Дирк отказался, но Шторм все равно смешал виски с содовой и льдом – сначала один бокал, потом другой. Виски не добавило краски его крупному, бледному, невыразительному лицу. Хозяин почти ничего не говорил. Дирк, от природы неразговорчивый, по сравнению с ним, выглядел болтуном. Но если в молчании Дирка не было ничего тяжелого или гнетущего, то молчание Шторма подавляло и раздражало. Его толстый живот, большие белые руки, широкое бледное лицо казались частью выбеленной, бескровной туши. «Не понимаю, как она его терпит», – подумал Дирк. Муж с женой, похоже, относились друг к другу с вежливым дружелюбием. Шторм извинился и направился к себе со словами, что устал и надеется встретиться с ними завтра утром. После его ухода Паула сказала:

– Ты ему понравился.

– Это важно, – ответил Дирк, – коли не шутишь.

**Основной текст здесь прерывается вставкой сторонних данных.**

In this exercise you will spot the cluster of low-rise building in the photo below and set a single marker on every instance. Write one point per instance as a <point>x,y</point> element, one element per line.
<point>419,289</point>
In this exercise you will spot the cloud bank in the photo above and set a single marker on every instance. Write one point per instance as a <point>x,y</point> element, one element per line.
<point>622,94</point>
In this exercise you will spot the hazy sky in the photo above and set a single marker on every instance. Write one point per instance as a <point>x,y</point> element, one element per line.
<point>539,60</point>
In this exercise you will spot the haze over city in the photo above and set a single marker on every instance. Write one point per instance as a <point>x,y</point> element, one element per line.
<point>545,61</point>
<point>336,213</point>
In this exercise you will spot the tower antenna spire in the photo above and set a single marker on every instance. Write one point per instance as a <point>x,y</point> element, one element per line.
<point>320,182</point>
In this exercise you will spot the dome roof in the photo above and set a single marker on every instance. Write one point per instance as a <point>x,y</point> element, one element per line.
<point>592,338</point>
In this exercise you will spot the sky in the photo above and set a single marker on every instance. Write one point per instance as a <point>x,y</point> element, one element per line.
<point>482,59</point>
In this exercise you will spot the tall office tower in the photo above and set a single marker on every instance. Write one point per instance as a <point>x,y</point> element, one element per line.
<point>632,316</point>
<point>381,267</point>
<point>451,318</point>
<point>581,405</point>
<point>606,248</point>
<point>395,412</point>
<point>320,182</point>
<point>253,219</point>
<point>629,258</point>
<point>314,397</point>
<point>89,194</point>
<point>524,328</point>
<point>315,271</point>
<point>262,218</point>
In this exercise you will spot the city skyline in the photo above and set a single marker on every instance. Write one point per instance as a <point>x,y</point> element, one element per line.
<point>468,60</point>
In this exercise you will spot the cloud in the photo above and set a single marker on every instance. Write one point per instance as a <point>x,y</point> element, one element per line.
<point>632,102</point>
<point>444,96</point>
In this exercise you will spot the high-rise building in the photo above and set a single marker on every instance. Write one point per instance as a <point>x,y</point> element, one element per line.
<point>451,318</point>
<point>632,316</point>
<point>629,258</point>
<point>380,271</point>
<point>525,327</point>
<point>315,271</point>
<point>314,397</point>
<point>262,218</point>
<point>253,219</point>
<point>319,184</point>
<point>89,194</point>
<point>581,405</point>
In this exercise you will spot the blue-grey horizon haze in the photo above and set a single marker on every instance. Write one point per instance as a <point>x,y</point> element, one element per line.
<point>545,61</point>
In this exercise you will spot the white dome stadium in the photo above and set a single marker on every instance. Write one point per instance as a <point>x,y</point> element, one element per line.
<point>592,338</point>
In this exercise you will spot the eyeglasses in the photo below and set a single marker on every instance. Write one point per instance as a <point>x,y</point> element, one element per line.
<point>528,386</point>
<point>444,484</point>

– Но это действительно важно. Он может тебе очень помочь.

– Мне помочь? Как? Я не хочу…

– Зато я хочу. Хочу, чтобы ты добился успеха. Очень хочу. И ты можешь. У тебя прямо на лбу написано. Это видно по тому, как ты стоишь, говоришь или молчишь, как ты смотришь на людей. В том, как ты себя держишь. Наверное, это то, что называют силой. Так или иначе, она у тебя есть.

– А у твоего мужа?

– У Теодора? Нет! То есть…

– Вот видишь! Сила у меня, а деньги у него.

– Ты способен иметь и то и другое.

Она наклонилась вперед. Ее сияющие глаза стали огромными. Руки – те самые тонкие, смуглые и горячие руки – сжимались, лежа на коленях. Он спокойно на нее посмотрел. И внезапно у нее на глазах выступили слезы.

– Не смотри на меня так, Дирк!

Она бессильно откинулась в кресло и показалась ему какой-то осунувшейся и постаревшей.

– Не буду спорить, у меня неудачный брак. Это сразу видно.

– Но ты ведь знала, что так будет, разве нет?

– Нет. Да. Ах, не знаю. Да и какая теперь разница? Я не пытаюсь стать для тебя человеком, которого принято называть влиятельным. Просто ты мне дорог – ты это знаешь – и я хочу, чтобы ты преуспел и разбогател. Наверное, во мне говорит материнское чувство.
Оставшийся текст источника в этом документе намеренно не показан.